Falconer felt the testing behind the speech and the look both. As with the woman he had just left, he sensed an undercurrent he could not identify. “Perhaps you have to sink as low as I have fallen. Descend into the depths where the gates of hell are a mouth waiting to swallow men whole. Only then can you truly recognize how little difference there is between one man and another. How the color of skin does not distinguish the soul. How we have all fallen short and can claim salvation only through God’s eternal grace.”
“Them words you say, they might as well be comin’ from a dream.” Joseph shook his head very slowly. Back and forth. But the dark and flint-hard gaze did not stray. “Geraldine and I talked away the night. I still wasn’t sure what to do when I got up this morning.

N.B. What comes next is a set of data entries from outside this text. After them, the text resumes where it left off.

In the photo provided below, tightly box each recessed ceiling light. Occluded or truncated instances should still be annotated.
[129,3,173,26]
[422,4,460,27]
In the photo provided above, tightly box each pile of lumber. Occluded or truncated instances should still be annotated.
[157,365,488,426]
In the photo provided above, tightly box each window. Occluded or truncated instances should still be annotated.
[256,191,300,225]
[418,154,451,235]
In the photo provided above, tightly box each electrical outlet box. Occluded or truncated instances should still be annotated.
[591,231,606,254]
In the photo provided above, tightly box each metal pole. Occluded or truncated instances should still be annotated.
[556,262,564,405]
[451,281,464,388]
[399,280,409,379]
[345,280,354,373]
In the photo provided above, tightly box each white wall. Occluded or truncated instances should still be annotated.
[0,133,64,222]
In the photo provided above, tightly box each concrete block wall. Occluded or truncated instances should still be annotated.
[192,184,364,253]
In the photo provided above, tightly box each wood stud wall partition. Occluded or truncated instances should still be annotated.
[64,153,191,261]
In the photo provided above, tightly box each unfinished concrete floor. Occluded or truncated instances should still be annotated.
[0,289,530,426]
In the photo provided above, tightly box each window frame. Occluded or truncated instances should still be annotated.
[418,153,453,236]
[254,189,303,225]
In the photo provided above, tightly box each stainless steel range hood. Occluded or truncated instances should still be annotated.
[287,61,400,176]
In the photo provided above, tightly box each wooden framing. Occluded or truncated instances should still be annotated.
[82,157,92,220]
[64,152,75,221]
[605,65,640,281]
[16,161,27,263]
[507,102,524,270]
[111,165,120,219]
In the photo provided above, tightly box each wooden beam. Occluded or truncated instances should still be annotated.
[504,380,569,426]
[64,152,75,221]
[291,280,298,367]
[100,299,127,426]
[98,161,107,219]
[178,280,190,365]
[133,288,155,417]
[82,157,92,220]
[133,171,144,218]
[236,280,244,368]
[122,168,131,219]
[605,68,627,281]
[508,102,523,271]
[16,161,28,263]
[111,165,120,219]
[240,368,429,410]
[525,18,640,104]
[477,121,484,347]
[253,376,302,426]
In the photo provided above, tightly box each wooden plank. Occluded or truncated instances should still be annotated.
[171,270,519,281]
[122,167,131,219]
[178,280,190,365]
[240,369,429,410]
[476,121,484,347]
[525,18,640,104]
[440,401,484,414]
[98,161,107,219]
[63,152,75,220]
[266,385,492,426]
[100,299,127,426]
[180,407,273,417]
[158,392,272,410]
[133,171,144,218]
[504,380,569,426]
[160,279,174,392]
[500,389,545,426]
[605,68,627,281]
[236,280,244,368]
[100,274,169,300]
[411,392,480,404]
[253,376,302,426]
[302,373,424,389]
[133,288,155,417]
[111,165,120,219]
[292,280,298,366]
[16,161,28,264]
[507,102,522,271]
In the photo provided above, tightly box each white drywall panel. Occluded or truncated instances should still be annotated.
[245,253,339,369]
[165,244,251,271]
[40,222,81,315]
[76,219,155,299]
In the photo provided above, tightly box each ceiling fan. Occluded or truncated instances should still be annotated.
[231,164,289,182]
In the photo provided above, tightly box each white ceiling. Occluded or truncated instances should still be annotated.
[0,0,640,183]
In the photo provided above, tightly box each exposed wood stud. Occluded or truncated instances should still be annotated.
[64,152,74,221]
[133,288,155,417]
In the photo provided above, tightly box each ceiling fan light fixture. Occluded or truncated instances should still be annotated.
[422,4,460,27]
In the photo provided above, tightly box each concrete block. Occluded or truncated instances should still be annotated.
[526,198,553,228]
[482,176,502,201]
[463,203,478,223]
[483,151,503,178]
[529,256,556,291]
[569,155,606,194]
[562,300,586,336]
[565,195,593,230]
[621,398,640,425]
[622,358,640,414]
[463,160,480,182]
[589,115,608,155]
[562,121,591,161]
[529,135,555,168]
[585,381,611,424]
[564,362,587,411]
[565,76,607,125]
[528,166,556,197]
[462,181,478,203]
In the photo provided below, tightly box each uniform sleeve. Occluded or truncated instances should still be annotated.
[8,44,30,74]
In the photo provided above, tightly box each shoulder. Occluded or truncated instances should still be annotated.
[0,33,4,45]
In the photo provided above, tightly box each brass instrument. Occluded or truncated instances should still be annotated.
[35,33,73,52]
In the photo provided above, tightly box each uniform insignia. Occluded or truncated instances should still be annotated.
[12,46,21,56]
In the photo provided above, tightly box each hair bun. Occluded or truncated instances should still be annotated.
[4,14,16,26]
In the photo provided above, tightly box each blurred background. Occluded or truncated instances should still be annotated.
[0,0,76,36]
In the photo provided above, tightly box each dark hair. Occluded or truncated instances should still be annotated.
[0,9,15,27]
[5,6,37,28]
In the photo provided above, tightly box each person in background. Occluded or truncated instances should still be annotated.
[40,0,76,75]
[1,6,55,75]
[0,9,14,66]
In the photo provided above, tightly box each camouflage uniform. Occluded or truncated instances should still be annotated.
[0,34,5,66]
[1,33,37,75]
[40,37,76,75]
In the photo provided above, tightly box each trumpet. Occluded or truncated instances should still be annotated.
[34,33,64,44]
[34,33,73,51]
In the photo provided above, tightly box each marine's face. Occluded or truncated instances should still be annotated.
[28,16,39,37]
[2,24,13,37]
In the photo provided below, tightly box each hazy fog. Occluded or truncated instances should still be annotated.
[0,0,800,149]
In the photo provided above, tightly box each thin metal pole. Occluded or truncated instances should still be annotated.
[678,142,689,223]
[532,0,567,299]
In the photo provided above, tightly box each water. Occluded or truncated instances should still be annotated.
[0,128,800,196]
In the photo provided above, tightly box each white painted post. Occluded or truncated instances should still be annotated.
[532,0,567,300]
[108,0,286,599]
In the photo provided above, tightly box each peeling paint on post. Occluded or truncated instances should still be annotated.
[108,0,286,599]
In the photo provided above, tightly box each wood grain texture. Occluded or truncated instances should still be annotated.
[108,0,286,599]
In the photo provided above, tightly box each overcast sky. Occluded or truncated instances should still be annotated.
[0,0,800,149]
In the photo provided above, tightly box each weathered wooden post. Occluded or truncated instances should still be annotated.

Now I know.”
“Joseph, you are not beholden to me.”
“Now I know,” Joseph repeated. “If you’re called to the road, then so am I.”
“We covered this ground yesterday. Ada Hart will—”
“I told you the first day we was together. You don’t know nothing. You need a strong arm and a steady eye and somebody who’ll talk to folks who’d run at the sight of you.”
“What about your family?”
He turned his attention back to the northern horizon. “West of the road we come in on is another village. They call it Bethabara. My Geraldine, she calls it heaven on earth. They’s more of us there.”
“Freed slaves?”
“Some of ’em. Others born free. We’s all welcome there. They don’t hold to slaves in this place. Mostly they send folks north and west, along the Underground Railroad. You heard of that?”
“Yes.”
“Them folks, they’s already heard ’bout what you’re doing. They told me my family’ll be taken in and cared for so’s I can go off to watch your back.”
Falconer mulled that over. “So people know about me.”
“Don’t you worry none. These folks, they know how to guard a word.” Joseph rose to his feet. “When do we leave?”
“Tomorrow or the next day.”
“I’ll be ready.” Joseph started away, then turned back to add, “The others we come with, they’s callin’ you their Night Angel. Reckon it’s their way of saying thanks.”
Ada Hart sat and stared at the gravesites. Her son passed by, tilted sideways by the weight of the full pail. He spoke to her. But Ada Hart could not make sense of the words. Matt followed the direction of her focus. Matt was an intelligent and sensitive lad. He had seen her seated in this place often enough before, lost to the earthly realm. Matt’s face creased in a sadness far too old for his years.